As an example, let's obtain the cumulative distribution function's value from a standard normal distribution at point 0 (i.e., the distribution's means):
pnorm(0)
## [1] 0.5
Unsurprisingly, the value is .5 because half of the distribution is to the left of 0.
When we conduct statistical significance testing, we compare a value we observe to the cumulative distribution function. As one might recall, the value of 1.65 is the (approximate) critical value for a 90% normal confidence interval. We can see that by requesting:
pnorm(1.65)
## [1] 0.9505
The comparable value for a 95% CI is 1.96:
pnorm(1.96)
## [1] 0.975
Note how the values are ~.95 and ~.975, respectively, because those are critical values for two-tailed tests. If we plug a negative value into the pnorm
function, we'll receive the cumulative probability for the left side of the distribution:
pnorm(-1.96)
## [1] 0.025
Thus subtracting the output of pnorm
for the negative input from the output for the positive input, we'll see that 95% of the density is between -1.96 and 1.96 (in the standard normal distribution):
pnorm(1.96) - pnorm(-1.96)
## [1] 0.95
The examples just described relied on the heuristic values of 1.65 and 1.96 as the thresholds for 90% and 95% two-tailed tests. But to find the exact points at which the normal distribution has accumulated a particular cumulative density, we can use the qnorm
function. Essentially, qnorm
is the reverse of pnorm
.
To obtain the critical values for a two-tailed 95% confidence interval, we would plug .025 and .975 into qnorm
:
qnorm(c(0.025, 0.975))
## [1] -1.96 1.96
And we could actually nest that call inside a pnorm
function to see that pnorm
and qnorm
are opposites:
pnorm(qnorm(c(0.025, 0.975)))
## [1] 0.025 0.975
For one-tailed tests, we simply specify the cumulative density. So, for a one-tailed 95% critical value, we would specify:
qnorm(0.95)
## [1] 1.645
We could obtain the other tail by specifying:
qnorm(0.05)
## [1] -1.645
Or, we could request the upper-tail of the distribution rather than the lower (left) tail (which is the default):
qnorm(0.95, lower.tail = FALSE)
## [1] -1.645
As with dnorm
, pnorm
, and qnorm
work on arbitrary normal distributions, but its results will be unfamiliar to us:
pnorm(1.96, mean = 3)
## [1] 0.1492
qnorm(0.95, mean = 3)
## [1] 4.645
As stated above, R supplies functions analogous to those just described for numerous distributions.

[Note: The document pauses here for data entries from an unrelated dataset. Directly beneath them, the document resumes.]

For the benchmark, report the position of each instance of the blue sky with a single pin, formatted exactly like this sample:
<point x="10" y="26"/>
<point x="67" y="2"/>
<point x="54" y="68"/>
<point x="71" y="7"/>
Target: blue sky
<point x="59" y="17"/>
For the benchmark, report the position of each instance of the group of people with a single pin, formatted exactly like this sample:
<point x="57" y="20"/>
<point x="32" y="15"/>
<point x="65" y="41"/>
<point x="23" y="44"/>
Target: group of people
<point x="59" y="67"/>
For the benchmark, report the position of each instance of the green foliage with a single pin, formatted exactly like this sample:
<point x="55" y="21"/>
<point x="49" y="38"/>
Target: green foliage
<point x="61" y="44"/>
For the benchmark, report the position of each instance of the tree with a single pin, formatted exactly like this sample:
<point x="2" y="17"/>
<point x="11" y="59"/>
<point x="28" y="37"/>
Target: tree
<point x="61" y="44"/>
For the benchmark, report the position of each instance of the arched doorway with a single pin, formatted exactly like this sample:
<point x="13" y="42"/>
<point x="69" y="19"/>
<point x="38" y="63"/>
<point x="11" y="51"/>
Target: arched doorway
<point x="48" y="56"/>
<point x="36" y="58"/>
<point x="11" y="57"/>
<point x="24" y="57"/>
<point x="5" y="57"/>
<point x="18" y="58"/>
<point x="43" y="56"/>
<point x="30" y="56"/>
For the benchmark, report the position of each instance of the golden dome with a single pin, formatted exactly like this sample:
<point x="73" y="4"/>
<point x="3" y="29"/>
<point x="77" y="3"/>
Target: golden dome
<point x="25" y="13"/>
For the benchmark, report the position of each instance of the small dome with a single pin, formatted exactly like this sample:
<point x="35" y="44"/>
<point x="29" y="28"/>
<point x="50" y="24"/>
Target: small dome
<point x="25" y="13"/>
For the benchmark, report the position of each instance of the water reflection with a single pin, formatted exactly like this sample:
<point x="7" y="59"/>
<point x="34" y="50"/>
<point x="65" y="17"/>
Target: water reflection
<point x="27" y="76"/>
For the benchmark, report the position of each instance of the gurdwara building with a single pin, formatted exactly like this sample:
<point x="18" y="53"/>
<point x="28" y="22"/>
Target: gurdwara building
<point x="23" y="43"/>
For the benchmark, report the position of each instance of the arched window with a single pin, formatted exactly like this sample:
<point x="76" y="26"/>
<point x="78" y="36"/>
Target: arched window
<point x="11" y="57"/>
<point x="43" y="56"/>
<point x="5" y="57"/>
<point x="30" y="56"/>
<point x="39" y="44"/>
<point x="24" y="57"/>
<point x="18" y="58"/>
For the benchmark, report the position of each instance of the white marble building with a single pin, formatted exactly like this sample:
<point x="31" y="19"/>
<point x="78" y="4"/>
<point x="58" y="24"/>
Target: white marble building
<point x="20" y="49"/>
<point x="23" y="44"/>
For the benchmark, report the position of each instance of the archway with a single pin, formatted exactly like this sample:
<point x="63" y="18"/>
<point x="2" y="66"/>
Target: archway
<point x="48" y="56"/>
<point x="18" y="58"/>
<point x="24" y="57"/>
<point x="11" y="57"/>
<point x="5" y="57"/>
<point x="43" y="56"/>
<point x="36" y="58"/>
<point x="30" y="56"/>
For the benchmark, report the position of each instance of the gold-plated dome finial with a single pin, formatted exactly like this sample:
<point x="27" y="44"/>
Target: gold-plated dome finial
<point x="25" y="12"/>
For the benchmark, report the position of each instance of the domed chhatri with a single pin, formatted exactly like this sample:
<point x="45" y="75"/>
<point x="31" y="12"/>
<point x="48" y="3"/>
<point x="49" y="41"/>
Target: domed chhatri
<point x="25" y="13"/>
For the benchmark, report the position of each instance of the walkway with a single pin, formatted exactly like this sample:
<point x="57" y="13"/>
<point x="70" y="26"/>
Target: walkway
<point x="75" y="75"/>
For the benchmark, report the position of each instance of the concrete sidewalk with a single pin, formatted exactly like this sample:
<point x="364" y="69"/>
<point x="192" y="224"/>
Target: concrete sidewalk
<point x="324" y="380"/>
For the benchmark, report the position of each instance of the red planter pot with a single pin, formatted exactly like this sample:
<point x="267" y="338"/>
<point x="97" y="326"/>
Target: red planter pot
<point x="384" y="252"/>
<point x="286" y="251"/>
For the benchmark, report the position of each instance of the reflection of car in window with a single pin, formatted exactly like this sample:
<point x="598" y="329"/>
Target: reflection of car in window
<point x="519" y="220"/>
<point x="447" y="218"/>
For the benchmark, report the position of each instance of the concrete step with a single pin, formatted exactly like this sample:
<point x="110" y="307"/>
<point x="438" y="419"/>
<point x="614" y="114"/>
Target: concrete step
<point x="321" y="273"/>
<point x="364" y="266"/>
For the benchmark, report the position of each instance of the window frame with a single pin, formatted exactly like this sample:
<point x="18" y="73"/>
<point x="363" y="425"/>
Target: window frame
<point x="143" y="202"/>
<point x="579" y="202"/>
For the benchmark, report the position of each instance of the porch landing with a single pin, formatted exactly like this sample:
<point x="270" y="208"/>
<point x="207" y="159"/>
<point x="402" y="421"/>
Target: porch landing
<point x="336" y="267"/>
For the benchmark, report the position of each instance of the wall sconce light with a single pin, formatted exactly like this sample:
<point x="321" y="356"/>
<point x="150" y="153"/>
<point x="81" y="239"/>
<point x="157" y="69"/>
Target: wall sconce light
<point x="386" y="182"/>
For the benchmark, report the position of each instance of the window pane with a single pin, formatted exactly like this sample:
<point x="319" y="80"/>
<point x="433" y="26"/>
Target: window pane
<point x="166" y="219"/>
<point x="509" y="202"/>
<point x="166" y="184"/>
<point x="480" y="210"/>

Details about all of the distributions can be found in the help files: ? Distributions
.
Here are a few examples:
t distribution
Note: The t distribution functions require a df
argument, specifying the degrees of freedom.
qt(0.95, df = 1000)
## [1] 1.646
qt(c(0.025, 0.975), df = 1000)
## [1] -1.962 1.962
Binomial distribution
The binomial distribution functions work as above, but require size
and prob
arguments, specifying the number of draw and the probability of success. So, if we are modelling fair coin flips:
dbinom(0, 1, 0.5)
## [1] 0.5
pbinom(0, 1, 0.5)
## [1] 0.5
qbinom(0.95, 1, 0.5)
## [1] 1
qbinom(c(0.025, 0.975), 1, 0.5)
## [1] 0 1
Note: Because the binomial is a discrete distribution, the values here might seem strange compared to the above.